Is Sarah Palin The Human Incarnation Of Schrodinger’s Cat? (Update)

Fux News anchor Chris Wallace laughs at Sarah Palin’s self parody

I should have seen this coming:

Last Friday Sarah Palin mistakenly stated that Paul Revere went to warn the British on his famous “midnight ride.” Yesterday Palin “doubled down” on her claim, saying that she was not mistaken when she was again asked about Revere on Fox News Sunday. Palin’s followers evidently also believe her side of the story, and have undertaken a large effort to change the Paul Revere Wikipedia page in order to make the her story “correct.” The Palin army had some success in changing the page, but still has not provided a legitimate source to show that Revere warned the British.

David Weigel at Slate explains:

This is a hell of a get by Charles Johnson. Starting on Sunday, as Sarah Palin kept explaining that her version of the Paul Revere “Midnight Ride” was historically accurate, Palin fans emerged on Wikipedia to “fix” the Revere biography. Palin’s taking heat for saying Revere “warned the British”? No problem: Just add the line in italics.

Revere did not shout the phrase later attributed to him (“The British are coming!”), largely because the mission depended on secrecy and the countryside was filled with British army patrols; also, most colonial residents at the time considered themselves British as they were all legally British subjects.

How long will it be before the Wiki moderators are forced to block the Palinistas from trying to rewrite history according to the world inside Sarah’s noggin?

But, hold on there– maybe she’s right! In a weird, Bizzaro world/universe kind of way, that is.

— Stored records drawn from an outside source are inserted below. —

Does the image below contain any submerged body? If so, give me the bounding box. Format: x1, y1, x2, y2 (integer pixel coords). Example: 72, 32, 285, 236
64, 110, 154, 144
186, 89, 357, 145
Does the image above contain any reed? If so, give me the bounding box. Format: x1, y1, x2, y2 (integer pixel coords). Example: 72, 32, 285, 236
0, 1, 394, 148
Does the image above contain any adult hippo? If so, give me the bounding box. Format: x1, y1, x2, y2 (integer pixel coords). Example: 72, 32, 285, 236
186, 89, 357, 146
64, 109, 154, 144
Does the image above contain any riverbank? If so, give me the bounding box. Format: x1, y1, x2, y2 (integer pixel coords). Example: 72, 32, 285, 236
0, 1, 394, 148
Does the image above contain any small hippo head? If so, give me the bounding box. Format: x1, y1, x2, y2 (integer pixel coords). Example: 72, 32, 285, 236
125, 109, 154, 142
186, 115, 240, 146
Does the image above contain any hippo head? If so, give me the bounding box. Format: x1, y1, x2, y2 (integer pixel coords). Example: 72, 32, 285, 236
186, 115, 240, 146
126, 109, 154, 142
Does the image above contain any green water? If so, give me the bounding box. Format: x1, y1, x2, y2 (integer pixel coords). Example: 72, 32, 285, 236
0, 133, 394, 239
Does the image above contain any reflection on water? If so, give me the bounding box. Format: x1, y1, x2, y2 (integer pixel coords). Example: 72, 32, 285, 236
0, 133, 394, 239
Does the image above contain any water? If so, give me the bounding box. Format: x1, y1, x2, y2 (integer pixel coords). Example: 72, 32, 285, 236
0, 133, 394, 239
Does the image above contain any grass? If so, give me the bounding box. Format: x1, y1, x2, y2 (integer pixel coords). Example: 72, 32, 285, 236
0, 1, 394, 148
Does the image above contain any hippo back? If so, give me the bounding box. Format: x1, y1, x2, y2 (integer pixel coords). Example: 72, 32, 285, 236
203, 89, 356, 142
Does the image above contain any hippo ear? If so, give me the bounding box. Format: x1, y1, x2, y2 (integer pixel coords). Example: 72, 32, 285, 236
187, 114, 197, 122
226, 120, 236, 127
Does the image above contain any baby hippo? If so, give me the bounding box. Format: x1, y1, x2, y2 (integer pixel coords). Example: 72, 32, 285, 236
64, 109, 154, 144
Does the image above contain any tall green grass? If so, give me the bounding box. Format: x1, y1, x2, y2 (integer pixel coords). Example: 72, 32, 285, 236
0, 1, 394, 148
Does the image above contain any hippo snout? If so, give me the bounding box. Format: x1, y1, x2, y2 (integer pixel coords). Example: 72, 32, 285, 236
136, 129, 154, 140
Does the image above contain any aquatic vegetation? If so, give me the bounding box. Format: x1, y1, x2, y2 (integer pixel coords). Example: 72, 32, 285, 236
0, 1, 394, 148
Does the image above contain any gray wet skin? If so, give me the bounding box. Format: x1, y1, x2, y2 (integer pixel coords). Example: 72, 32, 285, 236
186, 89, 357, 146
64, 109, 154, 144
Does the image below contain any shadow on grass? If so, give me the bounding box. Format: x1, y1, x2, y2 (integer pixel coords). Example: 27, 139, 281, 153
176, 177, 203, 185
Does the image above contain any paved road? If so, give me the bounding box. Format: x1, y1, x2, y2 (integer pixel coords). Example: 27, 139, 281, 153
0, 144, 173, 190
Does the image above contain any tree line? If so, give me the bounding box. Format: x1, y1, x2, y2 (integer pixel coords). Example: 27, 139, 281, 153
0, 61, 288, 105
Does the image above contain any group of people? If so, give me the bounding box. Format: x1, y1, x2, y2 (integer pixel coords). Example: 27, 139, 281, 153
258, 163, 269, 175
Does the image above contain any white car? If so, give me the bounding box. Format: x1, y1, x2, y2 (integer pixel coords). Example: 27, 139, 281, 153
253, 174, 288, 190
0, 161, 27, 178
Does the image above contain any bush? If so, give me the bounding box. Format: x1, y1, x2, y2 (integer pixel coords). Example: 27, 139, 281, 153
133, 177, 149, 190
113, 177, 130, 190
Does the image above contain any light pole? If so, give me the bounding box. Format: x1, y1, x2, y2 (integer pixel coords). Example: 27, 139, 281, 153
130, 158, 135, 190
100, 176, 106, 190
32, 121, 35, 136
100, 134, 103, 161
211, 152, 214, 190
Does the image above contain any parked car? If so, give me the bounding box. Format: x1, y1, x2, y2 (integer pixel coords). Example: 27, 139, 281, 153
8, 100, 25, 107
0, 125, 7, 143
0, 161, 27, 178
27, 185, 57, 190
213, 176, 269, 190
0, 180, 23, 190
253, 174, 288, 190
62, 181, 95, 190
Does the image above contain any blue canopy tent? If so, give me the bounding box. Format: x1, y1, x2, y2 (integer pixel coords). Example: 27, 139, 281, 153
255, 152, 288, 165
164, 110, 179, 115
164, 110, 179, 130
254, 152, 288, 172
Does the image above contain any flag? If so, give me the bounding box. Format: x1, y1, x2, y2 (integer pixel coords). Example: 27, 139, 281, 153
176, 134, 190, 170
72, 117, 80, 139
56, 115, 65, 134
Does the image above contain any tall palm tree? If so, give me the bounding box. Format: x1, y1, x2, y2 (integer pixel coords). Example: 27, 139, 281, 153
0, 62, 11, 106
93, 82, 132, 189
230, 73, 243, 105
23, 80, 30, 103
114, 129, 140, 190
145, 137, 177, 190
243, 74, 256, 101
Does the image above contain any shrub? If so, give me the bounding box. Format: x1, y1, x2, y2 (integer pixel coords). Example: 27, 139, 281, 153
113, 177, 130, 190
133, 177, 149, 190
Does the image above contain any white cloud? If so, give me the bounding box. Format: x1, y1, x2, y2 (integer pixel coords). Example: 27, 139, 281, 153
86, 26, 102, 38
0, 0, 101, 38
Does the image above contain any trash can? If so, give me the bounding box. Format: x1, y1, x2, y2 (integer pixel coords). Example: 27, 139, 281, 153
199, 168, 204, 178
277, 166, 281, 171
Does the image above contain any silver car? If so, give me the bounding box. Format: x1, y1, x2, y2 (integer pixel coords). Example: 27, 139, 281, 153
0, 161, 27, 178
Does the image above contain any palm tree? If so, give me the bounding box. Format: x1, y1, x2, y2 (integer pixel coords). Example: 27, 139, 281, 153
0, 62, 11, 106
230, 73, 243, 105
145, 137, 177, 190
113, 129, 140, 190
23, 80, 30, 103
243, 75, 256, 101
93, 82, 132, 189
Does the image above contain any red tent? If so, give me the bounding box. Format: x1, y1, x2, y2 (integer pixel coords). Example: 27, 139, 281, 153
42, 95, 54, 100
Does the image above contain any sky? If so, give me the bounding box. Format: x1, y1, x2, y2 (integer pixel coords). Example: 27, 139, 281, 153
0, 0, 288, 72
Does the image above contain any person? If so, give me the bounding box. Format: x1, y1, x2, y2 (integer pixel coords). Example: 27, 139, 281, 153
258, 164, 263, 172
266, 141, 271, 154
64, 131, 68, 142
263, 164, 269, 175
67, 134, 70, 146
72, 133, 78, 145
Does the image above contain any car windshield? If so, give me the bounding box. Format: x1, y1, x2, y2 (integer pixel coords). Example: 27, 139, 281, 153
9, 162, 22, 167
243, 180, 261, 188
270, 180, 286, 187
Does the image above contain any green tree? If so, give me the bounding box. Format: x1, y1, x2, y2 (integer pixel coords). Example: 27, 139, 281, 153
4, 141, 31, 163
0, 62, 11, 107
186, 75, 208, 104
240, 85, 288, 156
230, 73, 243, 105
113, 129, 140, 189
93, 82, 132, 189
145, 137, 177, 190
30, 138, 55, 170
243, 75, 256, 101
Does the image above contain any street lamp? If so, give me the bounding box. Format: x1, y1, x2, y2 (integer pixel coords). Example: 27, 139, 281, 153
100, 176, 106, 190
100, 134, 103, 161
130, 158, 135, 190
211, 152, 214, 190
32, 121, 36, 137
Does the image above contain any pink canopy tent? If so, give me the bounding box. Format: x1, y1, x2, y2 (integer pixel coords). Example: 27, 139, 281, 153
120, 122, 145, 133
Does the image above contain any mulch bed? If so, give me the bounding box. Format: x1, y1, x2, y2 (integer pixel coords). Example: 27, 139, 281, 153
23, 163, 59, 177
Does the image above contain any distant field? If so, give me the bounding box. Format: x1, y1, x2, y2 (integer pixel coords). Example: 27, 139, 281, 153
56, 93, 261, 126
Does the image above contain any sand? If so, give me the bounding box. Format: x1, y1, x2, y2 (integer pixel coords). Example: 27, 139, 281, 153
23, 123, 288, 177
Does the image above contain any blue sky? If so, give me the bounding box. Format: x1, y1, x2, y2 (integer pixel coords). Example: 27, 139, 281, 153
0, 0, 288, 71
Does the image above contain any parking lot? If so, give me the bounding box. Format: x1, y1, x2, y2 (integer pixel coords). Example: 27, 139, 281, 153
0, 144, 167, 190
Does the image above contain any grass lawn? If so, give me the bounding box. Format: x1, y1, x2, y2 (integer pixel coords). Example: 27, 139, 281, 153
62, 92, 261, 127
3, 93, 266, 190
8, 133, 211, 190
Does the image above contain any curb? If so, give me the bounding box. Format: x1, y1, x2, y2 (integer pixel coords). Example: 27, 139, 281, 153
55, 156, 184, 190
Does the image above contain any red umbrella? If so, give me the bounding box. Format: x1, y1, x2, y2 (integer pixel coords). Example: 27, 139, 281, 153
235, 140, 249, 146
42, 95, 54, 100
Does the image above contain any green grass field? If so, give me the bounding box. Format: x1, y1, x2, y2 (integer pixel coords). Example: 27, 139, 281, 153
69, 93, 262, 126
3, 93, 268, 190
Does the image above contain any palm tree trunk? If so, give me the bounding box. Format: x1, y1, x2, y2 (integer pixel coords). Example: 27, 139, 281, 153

Could Sarah be the promised of avatar of quantum mechanics,  the human incarnation of Schrodinger’s Cat?  Will she be responsible for resolving a paradox that has baffled some of the greatest scientific minds of the last century?

Is Sarah the embodiment of QM’s Many Worlds Theory,  and by extension, the new Multiverse Theory proposed by Stanford University’s Leonard Susskind and UC Berkley’s Raphael Bousso?

Graphical representation of “the supersymmetric multiverse with vanishing cosmological constant”

MIT’s Technology Review sets the table:

The Multiverse Interpretation of Quantum Mechanics,

The many worlds interpretation of quantum mechanics is the idea that all possible alternate histories of the universe actually exist. At every point in time, the universe splits into a multitude of existences in which every possible outcome of each quantum process actually happens….

This implies that there are an infinite number of universes, or at least a very large number of them.

That’s weird but it is a small price to pay, say quantum physicists, for the sanity the many worlds interpretation brings to the otherwise crazy notion of quantum mechanics. The reason many physicists love the many worlds idea is that it explains away all the strange paradoxes of quantum mechanics…

Let’s put the many world interpretation aside for a moment and look at another strange idea in modern physics. This is the idea that our universe was born along with a large, possibly infinite, number of other universes. So our cosmos is just one tiny corner of a much larger multiverse.

Today, Leonard Susskind at Stanford University in Palo Alto and Raphael Bousso at the University of California, Berkeley, put forward the idea that the multiverse and the many worlds interpretation of quantum mechanics are formally equivalent.

But there is a caveat. The equivalence only holds if both quantum mechanics and the multiverse take special forms…

Is Sarah one of those “special forms? ” Is it possible that her very existence embodies ” the otherwise crazy notion of quantum mechanics” and “explains away all the strange paradoxes of quantum mechanics”?  Is she “a small price to pay…for the sanity the many worlds interpretation brings to the otherwise crazy notion of quantum mechanics”?

Is it too early in the morning to be hallucinating this much?

We report, you decide.

UPDATE: Even Fux News gets sucked into the Many Worlds black hole vortex of the Palin Multiverse.

Here Fux does a segment on the Rethug presidential wannabes, and when it comes to covering their own employee, features a picture of Tina Fey instead.

To quote Robin Williams: Reality– what a concept!